Middleton remembers sisters killed in crash
Middleton basketball team remembers teammate who died in car crash Video by IdahoOnYourSide.comvideo
A series of Middleton-Caldwell basketball games began with a moment of silence Friday night.
"The impact was in the driver's side door of the car," said an Idaho State Police trooper on scene the night of the collision.
Seventeen-year-old-senior Ashton Braden and her 6-year-old little sister Sophia died Thursday when their vehicle collided with a manure truck.
"She was always just laughing and joking around with her friends,” classmate Max Foote said.. “She was very loving and caring."
Foote and Joseph Valencia knew Ashton as a friend of their friend and teammate.
"I know if Mitchell were here, he would just say how much he loved Ashton,” Valencia said. “They were great friends. He's going through a rough time. So keep him and Ashton and their family in your prayers."
Unfortunately Ashton and Sophia's death does reflect a greater trend: Teenage drivers make up a tiny percentage of Idahoans behind the wheel, but account for nearly 14 percent of injury-and-fatality crashes in the state, making teens more than two and a half times as likely to wreck and get hurt.
"The biggest factor is their attitudes," said driving instructor Jinny Porter.
Porter spoke not of kids with "good" or "bad" attitudes, but instead of habits young drivers glean from adults.
"Teach the parents how to be a little more helpful as they're driving," she said.
Porter has taught teenagers to drive for nearly 25 years.
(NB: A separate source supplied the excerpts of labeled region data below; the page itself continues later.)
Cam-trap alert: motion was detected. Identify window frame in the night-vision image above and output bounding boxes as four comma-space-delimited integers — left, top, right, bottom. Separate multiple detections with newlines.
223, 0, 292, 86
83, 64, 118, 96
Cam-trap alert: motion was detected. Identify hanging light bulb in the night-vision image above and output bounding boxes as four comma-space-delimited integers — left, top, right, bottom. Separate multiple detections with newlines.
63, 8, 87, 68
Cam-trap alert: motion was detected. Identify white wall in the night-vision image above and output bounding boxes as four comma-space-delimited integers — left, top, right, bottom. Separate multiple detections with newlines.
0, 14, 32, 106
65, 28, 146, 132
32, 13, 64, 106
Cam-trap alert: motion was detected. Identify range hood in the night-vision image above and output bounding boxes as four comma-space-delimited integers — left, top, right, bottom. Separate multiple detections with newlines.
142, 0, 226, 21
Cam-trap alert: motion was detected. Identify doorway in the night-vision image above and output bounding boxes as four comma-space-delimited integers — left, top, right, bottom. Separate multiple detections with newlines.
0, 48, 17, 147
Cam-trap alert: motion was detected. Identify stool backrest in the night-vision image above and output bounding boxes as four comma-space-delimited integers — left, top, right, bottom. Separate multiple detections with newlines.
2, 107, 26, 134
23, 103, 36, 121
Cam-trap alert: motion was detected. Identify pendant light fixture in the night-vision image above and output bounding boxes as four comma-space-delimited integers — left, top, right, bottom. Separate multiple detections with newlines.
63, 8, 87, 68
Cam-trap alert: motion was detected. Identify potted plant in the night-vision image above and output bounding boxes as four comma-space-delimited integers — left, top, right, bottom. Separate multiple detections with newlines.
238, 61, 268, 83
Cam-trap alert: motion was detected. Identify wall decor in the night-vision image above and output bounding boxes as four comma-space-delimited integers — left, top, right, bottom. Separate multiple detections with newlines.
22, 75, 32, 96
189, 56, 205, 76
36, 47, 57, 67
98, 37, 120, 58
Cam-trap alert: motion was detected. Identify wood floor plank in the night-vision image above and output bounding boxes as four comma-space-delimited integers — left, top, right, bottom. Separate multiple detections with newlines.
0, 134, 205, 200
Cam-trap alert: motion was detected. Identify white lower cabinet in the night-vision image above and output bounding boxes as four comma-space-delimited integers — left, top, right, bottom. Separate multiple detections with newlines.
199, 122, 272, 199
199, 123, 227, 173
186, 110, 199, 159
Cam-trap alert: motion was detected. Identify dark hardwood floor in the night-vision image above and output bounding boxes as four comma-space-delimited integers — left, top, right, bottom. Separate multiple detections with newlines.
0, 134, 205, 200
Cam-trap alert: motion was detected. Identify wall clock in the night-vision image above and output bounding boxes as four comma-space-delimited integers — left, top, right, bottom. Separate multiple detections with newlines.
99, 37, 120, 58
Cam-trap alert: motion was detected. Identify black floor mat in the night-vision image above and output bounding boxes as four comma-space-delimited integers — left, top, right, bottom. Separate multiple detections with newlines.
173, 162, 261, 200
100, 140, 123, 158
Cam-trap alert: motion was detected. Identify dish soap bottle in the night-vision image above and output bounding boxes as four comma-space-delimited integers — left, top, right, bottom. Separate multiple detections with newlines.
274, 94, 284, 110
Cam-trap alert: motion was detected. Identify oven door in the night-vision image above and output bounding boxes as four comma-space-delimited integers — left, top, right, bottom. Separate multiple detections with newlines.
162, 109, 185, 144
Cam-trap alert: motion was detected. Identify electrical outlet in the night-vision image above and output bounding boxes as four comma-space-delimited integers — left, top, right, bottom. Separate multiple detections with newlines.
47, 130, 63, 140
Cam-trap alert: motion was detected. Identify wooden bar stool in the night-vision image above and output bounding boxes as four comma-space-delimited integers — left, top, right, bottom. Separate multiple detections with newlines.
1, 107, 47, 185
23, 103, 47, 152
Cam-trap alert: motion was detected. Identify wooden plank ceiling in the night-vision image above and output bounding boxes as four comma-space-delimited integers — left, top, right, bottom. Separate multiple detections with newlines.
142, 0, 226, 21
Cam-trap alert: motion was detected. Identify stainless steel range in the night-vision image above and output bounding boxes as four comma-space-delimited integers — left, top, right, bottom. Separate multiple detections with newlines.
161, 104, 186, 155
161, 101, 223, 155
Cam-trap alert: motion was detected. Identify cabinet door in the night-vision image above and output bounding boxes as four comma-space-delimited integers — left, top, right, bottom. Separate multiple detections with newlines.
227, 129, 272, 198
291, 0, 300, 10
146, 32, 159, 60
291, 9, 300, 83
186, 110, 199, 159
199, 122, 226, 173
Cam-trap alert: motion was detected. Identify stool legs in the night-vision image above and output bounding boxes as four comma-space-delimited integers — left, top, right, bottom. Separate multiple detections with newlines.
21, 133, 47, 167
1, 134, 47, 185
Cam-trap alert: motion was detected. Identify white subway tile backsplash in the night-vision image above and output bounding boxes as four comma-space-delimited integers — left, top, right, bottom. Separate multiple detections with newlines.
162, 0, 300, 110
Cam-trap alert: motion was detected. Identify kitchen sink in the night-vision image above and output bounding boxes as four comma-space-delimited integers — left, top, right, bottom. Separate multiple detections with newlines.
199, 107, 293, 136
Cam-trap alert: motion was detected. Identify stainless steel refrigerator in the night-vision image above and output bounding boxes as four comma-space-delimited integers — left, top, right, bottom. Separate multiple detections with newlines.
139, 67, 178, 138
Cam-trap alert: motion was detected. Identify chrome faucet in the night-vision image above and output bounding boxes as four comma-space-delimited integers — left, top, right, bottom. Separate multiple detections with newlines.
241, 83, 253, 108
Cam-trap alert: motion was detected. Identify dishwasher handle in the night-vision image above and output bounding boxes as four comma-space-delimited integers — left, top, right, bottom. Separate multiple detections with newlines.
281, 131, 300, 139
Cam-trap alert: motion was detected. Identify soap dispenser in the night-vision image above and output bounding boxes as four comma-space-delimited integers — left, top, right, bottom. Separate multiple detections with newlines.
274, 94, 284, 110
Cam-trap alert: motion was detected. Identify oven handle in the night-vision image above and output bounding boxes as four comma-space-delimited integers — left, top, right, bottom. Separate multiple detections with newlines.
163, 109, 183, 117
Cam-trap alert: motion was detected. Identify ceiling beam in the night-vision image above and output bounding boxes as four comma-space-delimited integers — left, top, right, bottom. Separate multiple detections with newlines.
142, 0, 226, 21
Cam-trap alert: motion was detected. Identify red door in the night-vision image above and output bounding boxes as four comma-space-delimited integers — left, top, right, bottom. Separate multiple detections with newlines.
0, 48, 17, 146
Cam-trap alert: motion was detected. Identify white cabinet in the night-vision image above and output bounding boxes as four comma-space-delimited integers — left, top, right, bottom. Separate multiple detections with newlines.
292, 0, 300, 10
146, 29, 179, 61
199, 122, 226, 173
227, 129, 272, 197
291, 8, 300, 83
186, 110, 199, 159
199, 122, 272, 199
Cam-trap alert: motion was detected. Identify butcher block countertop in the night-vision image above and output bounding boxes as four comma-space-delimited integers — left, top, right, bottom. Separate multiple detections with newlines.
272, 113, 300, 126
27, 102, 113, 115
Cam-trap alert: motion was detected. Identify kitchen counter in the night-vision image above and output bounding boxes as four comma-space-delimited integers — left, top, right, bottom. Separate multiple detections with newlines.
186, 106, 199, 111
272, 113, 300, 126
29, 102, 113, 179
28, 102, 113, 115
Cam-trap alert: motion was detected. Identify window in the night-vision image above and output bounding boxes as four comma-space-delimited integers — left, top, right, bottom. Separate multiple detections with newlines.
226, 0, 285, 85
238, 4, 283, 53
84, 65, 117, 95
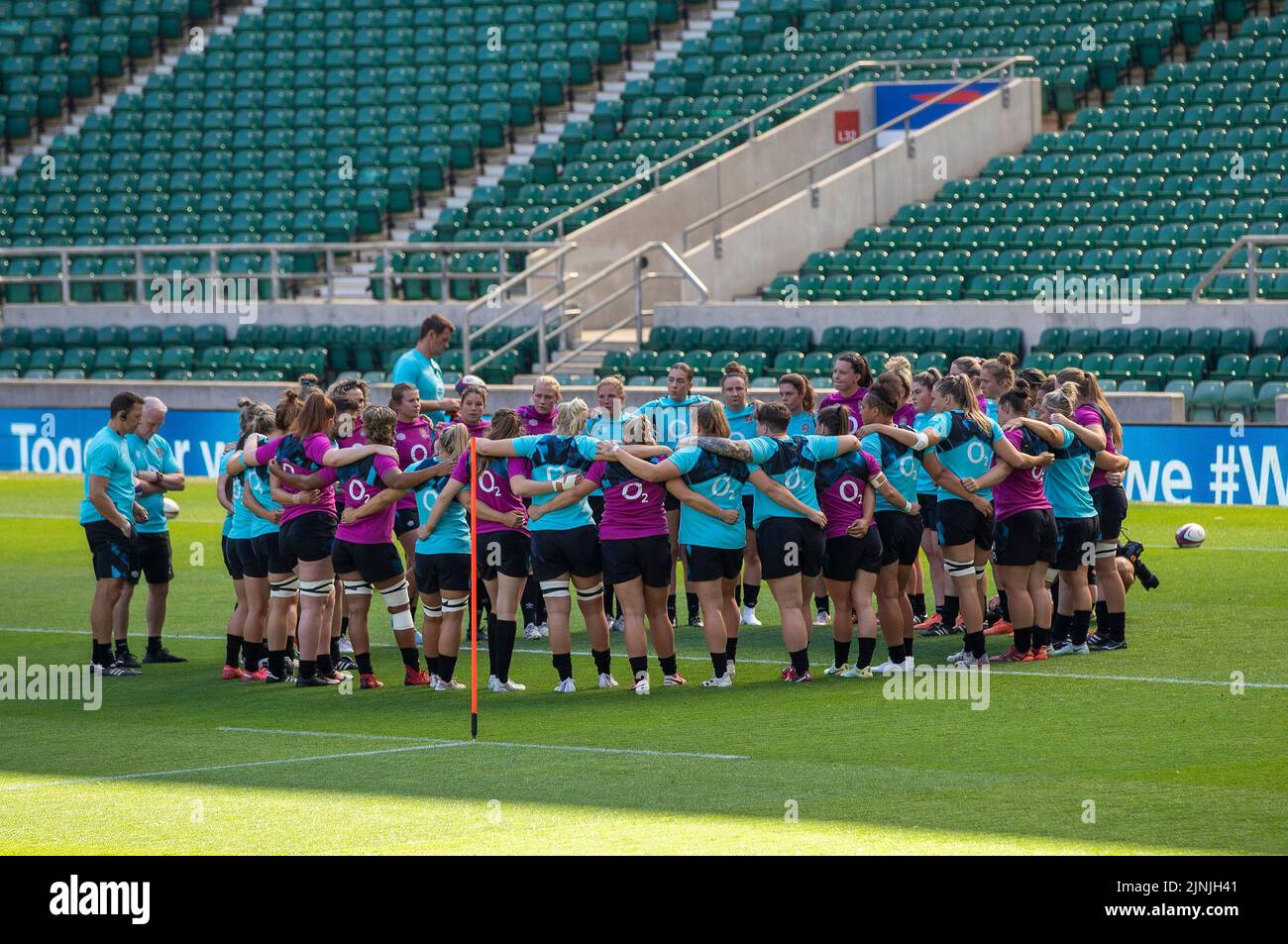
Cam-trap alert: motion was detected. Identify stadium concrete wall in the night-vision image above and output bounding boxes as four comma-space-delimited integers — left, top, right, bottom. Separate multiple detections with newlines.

Of the thousands she's instructed, none have died behind the wheel.
"We always look for the name," she said.
With new distractions and more cars on the road, Porter views her role today as more important than ever.
"Help them realize how important it is to wear seatbelts and to not text," she said.
"You know, whenever I see her in school and in the hallways she always has a smile on her face," Valencia said, "and always looks like she wants to have fun."